Nkunu Victoria, Tungsanga Somkanya, Diongole Hassane M, Sarki Abdulshahid, Arruebo Silvia, Caskey Fergus J, Damster Sandrine, Donner Jo-Ann, Jha Vivekanand, Levin Adeera, Nangaku Masaomi, Saad Syed, Ye Feng, Okpechi Ikechi G, Bello Aminu K, Johnson David W, Tonelli Marcello
Division of General Internal Medicine, Faculty of Medicine and Dentistry, University of Alberta, Edmonton, Alberta, Canada.
Division of Nephrology and Immunology, Faculty of Medicine and Dentistry, University of Alberta, Edmonton, Alberta, Canada.
PLOS Glob Public Health. 2024 Dec 2;4(12):e0003979. doi: 10.1371/journal.pgph.0003979. eCollection 2024.

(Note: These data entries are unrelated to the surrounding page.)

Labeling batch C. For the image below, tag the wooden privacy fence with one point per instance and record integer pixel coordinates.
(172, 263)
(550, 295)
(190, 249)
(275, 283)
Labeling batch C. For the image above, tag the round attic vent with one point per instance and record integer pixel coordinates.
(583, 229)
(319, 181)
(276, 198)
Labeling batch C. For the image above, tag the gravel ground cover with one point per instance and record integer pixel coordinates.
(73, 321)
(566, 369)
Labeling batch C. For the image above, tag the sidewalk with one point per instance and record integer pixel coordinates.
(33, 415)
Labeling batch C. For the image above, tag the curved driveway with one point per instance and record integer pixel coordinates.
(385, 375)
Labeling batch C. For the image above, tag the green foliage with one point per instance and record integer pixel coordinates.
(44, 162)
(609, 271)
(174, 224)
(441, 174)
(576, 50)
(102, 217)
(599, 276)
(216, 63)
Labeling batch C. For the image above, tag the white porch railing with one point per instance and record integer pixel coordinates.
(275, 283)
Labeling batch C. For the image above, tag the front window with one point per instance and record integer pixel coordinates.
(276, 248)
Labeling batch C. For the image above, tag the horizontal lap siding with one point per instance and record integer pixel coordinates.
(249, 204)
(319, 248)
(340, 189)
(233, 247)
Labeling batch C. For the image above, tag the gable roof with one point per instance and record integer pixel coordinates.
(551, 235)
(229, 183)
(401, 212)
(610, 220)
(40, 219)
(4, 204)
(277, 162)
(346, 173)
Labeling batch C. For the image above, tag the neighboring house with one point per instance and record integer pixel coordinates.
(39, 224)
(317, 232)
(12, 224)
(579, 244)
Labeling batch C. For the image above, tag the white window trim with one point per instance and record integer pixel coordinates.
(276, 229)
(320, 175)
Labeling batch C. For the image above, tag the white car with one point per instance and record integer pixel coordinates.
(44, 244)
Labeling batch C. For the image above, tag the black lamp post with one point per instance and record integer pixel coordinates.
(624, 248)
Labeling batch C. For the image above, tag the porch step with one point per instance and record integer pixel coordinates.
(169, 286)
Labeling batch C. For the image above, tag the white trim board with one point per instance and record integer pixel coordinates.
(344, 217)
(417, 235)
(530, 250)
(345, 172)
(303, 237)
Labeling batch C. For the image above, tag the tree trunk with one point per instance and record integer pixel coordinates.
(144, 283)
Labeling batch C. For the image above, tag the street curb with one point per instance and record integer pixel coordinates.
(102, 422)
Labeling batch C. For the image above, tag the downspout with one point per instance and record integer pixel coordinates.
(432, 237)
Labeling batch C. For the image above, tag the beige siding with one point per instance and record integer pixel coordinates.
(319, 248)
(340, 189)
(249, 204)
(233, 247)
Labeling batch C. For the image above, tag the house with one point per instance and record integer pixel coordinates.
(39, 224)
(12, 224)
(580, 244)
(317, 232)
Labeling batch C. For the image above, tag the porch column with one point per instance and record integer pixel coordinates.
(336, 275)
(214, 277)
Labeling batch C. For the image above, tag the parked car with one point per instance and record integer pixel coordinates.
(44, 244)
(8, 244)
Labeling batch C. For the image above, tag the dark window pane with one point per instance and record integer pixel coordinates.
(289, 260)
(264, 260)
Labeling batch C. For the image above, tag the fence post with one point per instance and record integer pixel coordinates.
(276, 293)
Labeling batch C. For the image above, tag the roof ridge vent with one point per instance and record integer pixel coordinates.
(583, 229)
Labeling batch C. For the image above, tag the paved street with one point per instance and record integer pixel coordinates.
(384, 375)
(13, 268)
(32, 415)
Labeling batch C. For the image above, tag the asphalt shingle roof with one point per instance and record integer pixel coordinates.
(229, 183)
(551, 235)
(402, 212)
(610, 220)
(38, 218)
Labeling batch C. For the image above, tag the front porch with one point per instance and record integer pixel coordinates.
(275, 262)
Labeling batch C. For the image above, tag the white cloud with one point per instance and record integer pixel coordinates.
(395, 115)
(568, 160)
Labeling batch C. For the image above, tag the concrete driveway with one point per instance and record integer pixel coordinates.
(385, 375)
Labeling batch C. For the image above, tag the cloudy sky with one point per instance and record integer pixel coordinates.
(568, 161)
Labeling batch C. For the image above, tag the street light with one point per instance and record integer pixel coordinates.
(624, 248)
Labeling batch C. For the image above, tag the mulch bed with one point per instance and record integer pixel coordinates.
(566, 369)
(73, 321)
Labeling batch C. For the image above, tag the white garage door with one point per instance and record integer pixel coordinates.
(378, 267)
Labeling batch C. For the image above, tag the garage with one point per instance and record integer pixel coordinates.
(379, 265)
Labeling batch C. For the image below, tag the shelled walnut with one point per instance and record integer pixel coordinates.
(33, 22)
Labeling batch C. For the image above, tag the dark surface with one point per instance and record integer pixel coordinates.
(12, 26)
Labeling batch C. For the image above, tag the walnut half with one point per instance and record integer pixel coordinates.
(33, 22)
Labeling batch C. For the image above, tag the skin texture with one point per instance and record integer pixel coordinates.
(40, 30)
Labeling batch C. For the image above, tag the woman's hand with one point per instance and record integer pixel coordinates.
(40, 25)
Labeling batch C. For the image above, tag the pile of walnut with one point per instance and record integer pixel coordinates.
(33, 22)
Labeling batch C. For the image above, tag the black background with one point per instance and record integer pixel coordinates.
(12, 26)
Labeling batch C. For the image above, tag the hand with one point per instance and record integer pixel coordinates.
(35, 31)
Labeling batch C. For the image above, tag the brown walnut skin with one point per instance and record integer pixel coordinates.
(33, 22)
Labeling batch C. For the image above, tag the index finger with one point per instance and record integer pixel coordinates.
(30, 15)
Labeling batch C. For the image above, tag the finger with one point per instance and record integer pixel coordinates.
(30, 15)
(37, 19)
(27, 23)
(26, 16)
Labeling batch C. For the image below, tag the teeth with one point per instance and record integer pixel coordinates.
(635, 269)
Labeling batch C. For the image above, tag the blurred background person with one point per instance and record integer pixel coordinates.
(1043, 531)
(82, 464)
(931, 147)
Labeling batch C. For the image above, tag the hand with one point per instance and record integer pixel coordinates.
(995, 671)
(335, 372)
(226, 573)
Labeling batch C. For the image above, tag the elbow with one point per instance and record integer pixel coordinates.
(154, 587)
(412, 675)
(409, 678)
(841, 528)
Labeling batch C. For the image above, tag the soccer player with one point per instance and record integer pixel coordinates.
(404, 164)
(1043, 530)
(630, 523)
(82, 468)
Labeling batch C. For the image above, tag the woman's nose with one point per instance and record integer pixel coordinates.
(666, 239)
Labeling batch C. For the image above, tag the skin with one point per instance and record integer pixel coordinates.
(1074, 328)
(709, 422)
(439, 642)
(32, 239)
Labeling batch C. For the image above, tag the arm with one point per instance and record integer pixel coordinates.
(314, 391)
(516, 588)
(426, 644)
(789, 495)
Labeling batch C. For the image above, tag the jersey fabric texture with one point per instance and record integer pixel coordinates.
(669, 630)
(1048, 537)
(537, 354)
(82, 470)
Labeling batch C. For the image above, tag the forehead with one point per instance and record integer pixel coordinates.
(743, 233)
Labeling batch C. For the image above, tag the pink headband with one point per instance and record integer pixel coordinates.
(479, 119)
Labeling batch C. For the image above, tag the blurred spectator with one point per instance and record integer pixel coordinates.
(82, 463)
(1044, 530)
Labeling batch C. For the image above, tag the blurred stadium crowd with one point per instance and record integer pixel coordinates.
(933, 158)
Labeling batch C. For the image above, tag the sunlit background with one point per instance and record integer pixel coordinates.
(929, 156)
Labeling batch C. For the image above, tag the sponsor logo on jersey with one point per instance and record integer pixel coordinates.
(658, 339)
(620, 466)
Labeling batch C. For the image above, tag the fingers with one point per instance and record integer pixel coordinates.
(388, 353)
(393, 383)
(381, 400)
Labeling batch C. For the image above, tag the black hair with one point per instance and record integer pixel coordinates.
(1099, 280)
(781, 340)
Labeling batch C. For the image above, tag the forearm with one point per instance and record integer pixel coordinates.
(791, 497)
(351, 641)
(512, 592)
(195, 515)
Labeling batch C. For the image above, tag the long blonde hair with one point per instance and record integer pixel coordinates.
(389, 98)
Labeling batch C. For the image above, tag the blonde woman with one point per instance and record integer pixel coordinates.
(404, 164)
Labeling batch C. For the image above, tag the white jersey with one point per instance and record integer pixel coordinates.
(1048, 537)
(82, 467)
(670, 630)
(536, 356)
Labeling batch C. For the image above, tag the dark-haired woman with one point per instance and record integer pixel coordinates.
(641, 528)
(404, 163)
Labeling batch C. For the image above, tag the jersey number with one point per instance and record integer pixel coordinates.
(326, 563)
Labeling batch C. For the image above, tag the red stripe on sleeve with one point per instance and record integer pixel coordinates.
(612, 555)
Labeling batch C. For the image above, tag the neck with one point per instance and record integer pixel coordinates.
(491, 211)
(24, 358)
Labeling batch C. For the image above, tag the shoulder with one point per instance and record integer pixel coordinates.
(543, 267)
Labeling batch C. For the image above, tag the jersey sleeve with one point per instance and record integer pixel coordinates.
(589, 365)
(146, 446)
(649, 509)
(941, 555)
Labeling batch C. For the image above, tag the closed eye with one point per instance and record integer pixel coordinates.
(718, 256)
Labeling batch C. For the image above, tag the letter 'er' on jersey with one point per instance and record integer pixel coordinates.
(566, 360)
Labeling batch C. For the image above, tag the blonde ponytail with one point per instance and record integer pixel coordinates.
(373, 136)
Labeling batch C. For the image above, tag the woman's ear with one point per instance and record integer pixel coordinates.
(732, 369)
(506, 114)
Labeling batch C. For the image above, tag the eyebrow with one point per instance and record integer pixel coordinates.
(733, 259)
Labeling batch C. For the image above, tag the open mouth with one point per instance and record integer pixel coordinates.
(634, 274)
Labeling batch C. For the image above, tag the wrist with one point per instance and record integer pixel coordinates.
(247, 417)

In low- and lower-middle-income countries (LLMICs), delivering equitable kidney care presents substantial challenges, resulting in significant disparities in disease management and treatment outcomes for people with kidney failure. This comprehensive report leveraged data from the International Society of Nephrology-Global Kidney Health Atlas (ISN-GKHA), to provide a detailed update on the landscape of kidney replacement therapy (KRT) in LLMICs. Among the 65 participating LLMICs, reimbursement for KRT (publicly funded by the government and free at the point of delivery) was available in 28%, 15%, and 8% for hemodialysis (HD), peritoneal dialysis (PD), and kidney transplantation (KT), respectively. Additionally, while 56% and 28% of LLMICs reported the capacity to provide quality HD and PD, only 41% reported accessibility to chronic dialysis, defined as >50% of the national population being able to access KRT, and a mere 5% LLMICs reported accessibility to KT. Workforce shortages in nephrology further compound these challenges. Kidney registries and comprehensive policies for non-communicable diseases and chronic kidney disease care were limited in LLMICs. A comprehensive and cost-effective approach is crucial to address these challenges. Collaboration at global, regional, country, and individual levels is essential to enhance the quality of kidney care across LLMICs.
在低收入和中低收入国家(LLMICs),提供公平的肾脏护理面临重大挑战,导致肾衰竭患者在疾病管理和治疗结果方面存在显著差异。本综合报告利用了国际肾脏病学会全球肾脏健康地图集(ISN-GKHA)的数据,详细介绍了LLMICs中肾脏替代治疗(KRT)的情况。在65个参与的LLMICs中,KRT(由政府公共资助且在提供时免费)的报销比例分别为血液透析(HD)28%、腹膜透析(PD)15%和肾移植(KT)8%。此外,虽然56%和28%的LLMICs报告有提供高质量HD和PD的能力,但只有41%报告有慢性透析的可及性,即全国超过50%的人口能够获得KRT,而只有5%的LLMICs报告有KT的可及性。肾脏病学方面的劳动力短缺进一步加剧了这些挑战。LLMICs中肾脏登记系统以及非传染性疾病和慢性肾脏病护理的综合政策都很有限。采取全面且具有成本效益的方法对于应对这些挑战至关重要。全球、区域、国家和个人层面的合作对于提高LLMICs的肾脏护理质量至关重要。